Latin alfabesinden yararlanılarak, Türk di­linin yapısına uygun Türk alfabesi hazırlandı. Ye­ni Türk harfleri, TBMM tarafından 1 Kasım 1928 tarihinde kabul edildi.

Türk Dil Kurumu

Osmanlı Devleti zamanında iki çeşit dil vardı. Biri Arapça, Farsça ve Türkçenin karışımıy­la oluşmuş Osmanlıca, diğeri ise halkın konuştu­ğu Türkçe idi.

Ülkede farklı dillerin konuşulması dil birli­ğinin oluşmasını engelliyordu. Bu nedenle Ata­türk, Türk dilinin geliştirilmesi konusu üzerinde önemle durdu.

Türkçenin yabancı dillerin etkisinden kur­tarılması ve sadeleştirilmesi amacıyla 1932 yılın­da Türk Dil Kurumu açıldı. Ayrıca Dil Kurultayla­rı düzenlendi.

Ankara Üniversitesi Dil ve Tarih Coğrafya Fakültesi

Ankara Dil ve Tarih - Coğrafya Fakültesi­nin kurulmasına Atatürk bizzat öncülük etmiştir.

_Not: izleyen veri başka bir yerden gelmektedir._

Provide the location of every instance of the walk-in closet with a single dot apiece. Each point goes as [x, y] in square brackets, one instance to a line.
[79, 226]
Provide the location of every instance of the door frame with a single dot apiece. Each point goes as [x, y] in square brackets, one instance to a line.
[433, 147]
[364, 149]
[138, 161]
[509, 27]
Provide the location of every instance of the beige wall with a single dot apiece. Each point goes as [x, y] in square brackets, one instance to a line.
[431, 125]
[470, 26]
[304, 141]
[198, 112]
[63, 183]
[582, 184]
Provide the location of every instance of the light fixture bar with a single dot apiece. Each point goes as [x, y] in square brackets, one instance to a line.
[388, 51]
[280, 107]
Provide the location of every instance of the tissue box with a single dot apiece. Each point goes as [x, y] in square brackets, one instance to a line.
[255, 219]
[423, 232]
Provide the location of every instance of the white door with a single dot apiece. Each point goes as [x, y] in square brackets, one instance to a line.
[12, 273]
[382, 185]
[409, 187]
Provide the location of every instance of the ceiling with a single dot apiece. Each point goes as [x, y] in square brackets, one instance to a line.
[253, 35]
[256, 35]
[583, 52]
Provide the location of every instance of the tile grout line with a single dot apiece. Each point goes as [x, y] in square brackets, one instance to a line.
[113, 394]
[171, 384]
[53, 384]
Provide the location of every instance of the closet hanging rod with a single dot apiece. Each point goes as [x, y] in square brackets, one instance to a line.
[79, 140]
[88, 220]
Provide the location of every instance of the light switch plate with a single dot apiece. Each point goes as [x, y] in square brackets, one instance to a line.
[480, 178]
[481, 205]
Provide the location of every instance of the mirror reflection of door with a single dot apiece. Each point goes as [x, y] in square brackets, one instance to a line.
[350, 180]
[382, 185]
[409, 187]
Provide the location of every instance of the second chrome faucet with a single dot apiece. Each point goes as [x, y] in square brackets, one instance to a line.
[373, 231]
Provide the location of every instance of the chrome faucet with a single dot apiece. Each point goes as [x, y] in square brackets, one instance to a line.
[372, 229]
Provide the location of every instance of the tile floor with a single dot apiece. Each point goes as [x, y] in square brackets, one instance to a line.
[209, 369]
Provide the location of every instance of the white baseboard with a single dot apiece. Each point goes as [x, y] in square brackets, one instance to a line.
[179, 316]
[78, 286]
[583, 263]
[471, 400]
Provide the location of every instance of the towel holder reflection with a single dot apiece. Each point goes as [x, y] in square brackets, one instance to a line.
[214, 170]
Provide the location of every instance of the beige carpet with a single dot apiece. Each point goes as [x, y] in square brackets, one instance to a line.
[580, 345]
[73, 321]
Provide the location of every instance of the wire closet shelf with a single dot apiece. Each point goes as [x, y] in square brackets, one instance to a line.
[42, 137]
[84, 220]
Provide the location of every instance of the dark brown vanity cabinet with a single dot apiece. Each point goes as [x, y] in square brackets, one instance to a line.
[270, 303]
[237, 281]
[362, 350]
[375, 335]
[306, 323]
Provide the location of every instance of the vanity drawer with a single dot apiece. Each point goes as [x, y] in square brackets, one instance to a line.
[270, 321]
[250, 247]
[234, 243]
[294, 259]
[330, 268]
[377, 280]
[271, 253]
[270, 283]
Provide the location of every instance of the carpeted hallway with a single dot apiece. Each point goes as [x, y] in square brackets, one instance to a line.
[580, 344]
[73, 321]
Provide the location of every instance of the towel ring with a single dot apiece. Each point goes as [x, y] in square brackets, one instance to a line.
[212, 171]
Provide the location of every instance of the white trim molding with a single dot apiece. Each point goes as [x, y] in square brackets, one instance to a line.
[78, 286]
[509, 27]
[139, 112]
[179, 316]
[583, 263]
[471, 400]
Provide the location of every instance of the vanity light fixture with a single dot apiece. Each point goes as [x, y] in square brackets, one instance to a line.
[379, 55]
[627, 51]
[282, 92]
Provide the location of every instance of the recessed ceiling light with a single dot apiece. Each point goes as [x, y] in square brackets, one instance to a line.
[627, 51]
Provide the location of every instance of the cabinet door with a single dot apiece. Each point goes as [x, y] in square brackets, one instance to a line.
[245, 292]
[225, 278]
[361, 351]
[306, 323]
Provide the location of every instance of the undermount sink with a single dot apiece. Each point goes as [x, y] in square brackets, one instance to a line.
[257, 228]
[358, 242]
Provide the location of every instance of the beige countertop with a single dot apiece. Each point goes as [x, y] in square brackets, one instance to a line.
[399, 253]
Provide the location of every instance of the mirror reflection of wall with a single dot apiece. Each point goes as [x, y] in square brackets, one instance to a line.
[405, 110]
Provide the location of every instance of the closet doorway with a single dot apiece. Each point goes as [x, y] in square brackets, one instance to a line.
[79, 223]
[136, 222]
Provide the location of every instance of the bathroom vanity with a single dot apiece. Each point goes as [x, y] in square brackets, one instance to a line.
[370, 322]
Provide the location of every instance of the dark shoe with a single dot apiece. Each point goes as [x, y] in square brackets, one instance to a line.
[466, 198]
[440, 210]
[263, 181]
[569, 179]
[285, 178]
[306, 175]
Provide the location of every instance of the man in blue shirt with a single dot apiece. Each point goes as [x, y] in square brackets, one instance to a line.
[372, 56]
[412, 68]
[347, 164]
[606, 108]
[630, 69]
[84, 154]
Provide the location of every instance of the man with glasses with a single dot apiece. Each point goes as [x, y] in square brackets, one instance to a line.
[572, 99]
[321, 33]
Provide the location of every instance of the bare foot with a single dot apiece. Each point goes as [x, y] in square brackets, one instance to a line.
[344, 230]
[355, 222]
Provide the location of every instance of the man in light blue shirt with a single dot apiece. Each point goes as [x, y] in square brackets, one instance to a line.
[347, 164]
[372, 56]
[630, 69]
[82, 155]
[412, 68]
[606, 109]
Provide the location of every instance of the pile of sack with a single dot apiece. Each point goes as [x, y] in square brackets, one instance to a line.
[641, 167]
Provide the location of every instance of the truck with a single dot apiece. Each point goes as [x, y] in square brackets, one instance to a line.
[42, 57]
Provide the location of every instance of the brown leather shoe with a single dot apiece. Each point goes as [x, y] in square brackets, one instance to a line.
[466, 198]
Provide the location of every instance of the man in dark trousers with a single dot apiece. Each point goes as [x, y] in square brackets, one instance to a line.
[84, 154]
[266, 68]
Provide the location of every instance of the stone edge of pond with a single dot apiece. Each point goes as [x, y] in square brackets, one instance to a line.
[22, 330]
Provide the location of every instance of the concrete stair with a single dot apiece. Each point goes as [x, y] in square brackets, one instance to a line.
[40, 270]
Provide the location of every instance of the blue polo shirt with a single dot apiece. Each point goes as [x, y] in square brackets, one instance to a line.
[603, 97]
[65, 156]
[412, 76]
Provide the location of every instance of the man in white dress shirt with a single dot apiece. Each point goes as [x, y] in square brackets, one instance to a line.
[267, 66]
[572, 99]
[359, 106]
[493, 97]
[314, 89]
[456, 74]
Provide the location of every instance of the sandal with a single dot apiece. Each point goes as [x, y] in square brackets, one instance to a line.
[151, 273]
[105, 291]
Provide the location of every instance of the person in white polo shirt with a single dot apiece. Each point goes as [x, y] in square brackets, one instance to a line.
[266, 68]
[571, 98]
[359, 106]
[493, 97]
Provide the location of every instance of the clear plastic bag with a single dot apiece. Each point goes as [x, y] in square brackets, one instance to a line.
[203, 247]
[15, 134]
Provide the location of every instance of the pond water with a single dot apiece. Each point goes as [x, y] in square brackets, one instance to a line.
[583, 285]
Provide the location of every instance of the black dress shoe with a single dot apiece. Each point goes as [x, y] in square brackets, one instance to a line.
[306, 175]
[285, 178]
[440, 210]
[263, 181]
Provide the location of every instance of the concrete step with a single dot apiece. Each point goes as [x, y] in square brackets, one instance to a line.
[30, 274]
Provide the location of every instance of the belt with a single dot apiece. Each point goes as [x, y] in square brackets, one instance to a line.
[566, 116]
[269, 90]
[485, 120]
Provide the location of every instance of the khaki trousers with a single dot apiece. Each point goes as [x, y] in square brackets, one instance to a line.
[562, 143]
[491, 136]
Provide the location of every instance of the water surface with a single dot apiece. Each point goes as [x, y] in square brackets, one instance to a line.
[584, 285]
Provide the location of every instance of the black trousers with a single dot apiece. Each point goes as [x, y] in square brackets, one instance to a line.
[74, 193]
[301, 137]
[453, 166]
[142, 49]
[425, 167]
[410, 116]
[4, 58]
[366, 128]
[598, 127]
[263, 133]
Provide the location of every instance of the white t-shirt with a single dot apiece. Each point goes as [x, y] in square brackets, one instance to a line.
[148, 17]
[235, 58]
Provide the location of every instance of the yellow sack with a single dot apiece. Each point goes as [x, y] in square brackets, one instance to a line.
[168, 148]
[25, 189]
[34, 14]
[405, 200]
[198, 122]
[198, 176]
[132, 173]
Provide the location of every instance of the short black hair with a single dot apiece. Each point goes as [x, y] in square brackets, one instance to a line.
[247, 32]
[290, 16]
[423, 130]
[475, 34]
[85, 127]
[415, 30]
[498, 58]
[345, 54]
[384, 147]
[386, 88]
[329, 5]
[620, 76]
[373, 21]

Türkiye'nin gelişebilmesi için öncelikle bi­limin önderliğini esas alan gençlerin yetiştirilmesi, millet olarak bilinç seviyesinin yükseltilmesi, Türk diline ve Türk tarihine sahip çıkılması gerekiyor­du. Dil ve Tarih - Coğrafya Fakültesi 14 Haziran 1935 tarihinde kuruldu ..

Halkevleri

Cumhuriyetin ilanından sonra yapılan in­kılapların halka mal edilmesi ve halkın eğitilmesi için herkesin rahatlıkla çalışmalarına katılabilece­ği yaygın bir teşkilata ihtiyaç vardı.

Atatürk'ün önderliğinde tarihinde resmen açılan halkevlerinin amaçları; halk arasında kültür ve düşünce birliğini gerçek­leştirmek, Atatürk inkılaplarının benimsenmesini sağlamak, cumhuriyetin kültür atılımını yapmak, Türk milletini yeni amaçlar etrafında toplamak, kır -kent ile köylü - aydın ikiliğini ortadan kaldırmaktır,

Halkevleri kısa zamanda Türkiye'nin dört bir yanına yayıldı. 1931 ile 1952 yılları arasında 478 halkevi, 4322 halk odası açıldı.